North of Shark Reef is Anemone City, which obviously gets its name from the vast area covered by anemones of several species and filled with resident Anemonefish, crabs and shrimps. This dive site has several levels or mini-plateaus to explore, and even though it's colourful and covered in life, don't forget to keep one eye out in the blue for a passing shark. It's good to dive here early in the day, with the sunshine from the east, and fewer divers to scare away shy species of fish, and maybe sharks.
Shark Observatory is further to the north, and located on the peninsula's westernmost point. This dive site obviously got its name from the number of sharks that could be seen here, but sadly there are very few left now. Early-morning divers might see some Whitetip Reef Sharks in deeper areas. But even without sharks this dive site is well worth visiting. There are lots of medium-size and large fish here, plus huge shoals of smaller species. The near-vertical wall drops down to nearly 100 metres, meaning that there's the chance of almost anything showing up if you're lucky.
Other dive sites in Ras Mohamed include
You can dive at Ras Mohammed / Mohamed all year round. However, the sea is noticeably cooler in the winter (November to April) with the coolest month being February. June to August is the most popular time with the warmest water.
Ras Mohamed is a national marine park with more than a dozen dive sites. These are mainly coral reefs, but include at least one wreck, shore dives and plenty of walls to drift along.

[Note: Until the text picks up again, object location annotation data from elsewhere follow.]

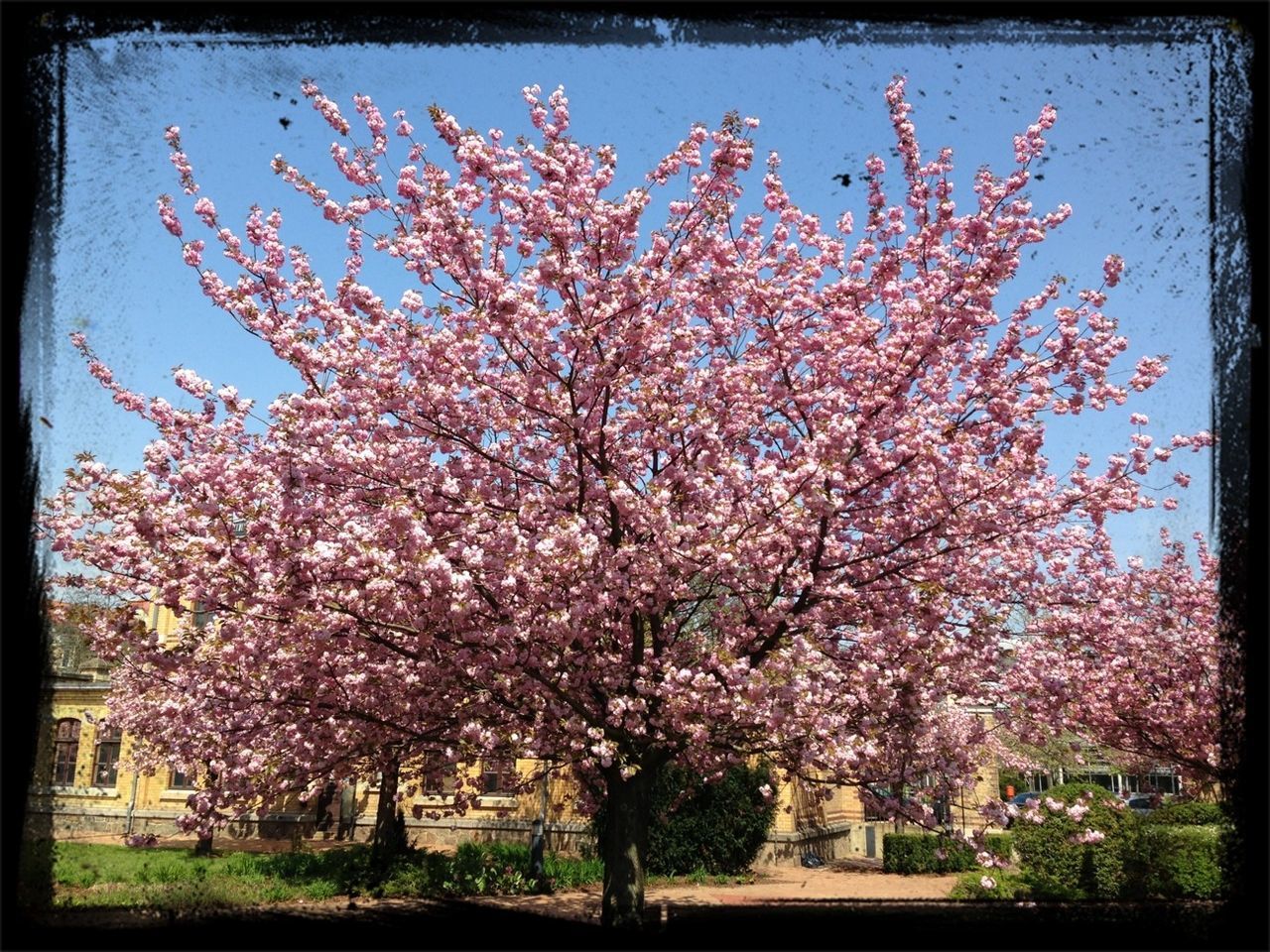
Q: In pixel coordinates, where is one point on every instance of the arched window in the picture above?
(498, 775)
(64, 752)
(182, 780)
(105, 765)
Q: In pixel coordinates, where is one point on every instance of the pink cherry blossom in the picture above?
(629, 479)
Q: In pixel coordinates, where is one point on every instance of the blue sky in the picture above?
(1129, 153)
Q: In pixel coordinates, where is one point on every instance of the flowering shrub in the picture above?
(926, 853)
(1071, 843)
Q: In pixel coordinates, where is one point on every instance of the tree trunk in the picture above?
(388, 839)
(625, 848)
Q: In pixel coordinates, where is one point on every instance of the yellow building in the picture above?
(79, 789)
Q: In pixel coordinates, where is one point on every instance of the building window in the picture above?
(64, 752)
(200, 616)
(439, 774)
(181, 779)
(498, 775)
(105, 765)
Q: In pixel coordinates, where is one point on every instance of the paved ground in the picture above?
(846, 902)
(838, 881)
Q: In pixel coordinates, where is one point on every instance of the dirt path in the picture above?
(846, 880)
(841, 880)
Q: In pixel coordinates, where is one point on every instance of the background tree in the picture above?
(1130, 664)
(715, 489)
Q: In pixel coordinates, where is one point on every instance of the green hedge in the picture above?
(930, 853)
(1006, 885)
(1057, 867)
(1178, 861)
(1188, 814)
(717, 828)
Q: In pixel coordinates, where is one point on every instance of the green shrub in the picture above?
(1188, 814)
(1057, 866)
(1174, 861)
(930, 853)
(1008, 885)
(716, 826)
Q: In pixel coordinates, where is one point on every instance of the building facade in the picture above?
(80, 789)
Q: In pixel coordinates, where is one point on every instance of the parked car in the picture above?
(1143, 803)
(1020, 800)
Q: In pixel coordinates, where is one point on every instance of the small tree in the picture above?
(716, 826)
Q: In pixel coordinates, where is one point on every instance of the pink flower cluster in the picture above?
(617, 492)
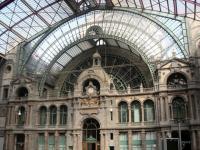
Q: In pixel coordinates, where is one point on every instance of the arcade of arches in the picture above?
(100, 75)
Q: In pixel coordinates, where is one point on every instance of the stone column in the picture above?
(48, 116)
(142, 109)
(102, 134)
(66, 140)
(167, 109)
(11, 142)
(116, 140)
(158, 109)
(196, 107)
(164, 140)
(143, 140)
(191, 116)
(46, 140)
(161, 107)
(57, 140)
(129, 140)
(129, 113)
(8, 116)
(58, 117)
(30, 115)
(198, 140)
(26, 141)
(75, 141)
(26, 116)
(193, 140)
(158, 143)
(80, 140)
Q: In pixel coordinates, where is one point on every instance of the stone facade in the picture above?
(112, 111)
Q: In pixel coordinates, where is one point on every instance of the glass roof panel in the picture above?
(25, 18)
(148, 36)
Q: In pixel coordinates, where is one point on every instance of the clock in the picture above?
(90, 90)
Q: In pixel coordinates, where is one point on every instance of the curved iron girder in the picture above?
(135, 27)
(103, 8)
(174, 37)
(104, 36)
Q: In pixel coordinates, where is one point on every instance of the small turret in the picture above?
(96, 59)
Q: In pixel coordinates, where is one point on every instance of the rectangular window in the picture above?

Ras Mohammed / Mohamed is at the northern tip of The Red Sea, where it splits into the Gulfs of Suez and Aqaba. The area's centre is the southern tip of The Sinai Peninsula.
Access to Ras Mohamed / Mohammed is possible by day trip boat from the local area, including Sharm El-Sheikh. However, everyone must leave before sunset, when the park closes. To best enjoy diving at Ras Mohamed, join a liveaboard diving safari. Doing this enables you to jump in before day trip boats arrive, and you can explore several dive sites in one day.
There are enough varied dive sites here for all levels of scuba diver, including those who have never dived before. For Advanced or even professional divers there are plenty of opportunities to dive deep, in a strong current and with predatory sharks.
Although being quite close to the shore, there's an excellent selection of marine life to be seen at Ras Mohamed. This includes Hammerhead Sharks, and other large and/or pelagic shark species. Ras Mohammed is where The Red Sea slipts into The Gulf of Suez and The Gulf of Aqaba. Therefore, currents, depth, and several other natural factors ensure that marine life here is varied, abundant and healthy.
Ras Mohammed / Mohamed is one of the most-popular dive areas in The Red Sea, and for good reason. It's easy to get to by day trip or liveaboard diving boat. It has something for all levels of scuba diver. You can dive there all year round, and there's plenty of marine life in all shapes and sizes. The water is coolest in February, and the busiest month is August, when the water is warmer and Europeans are on summer holiday.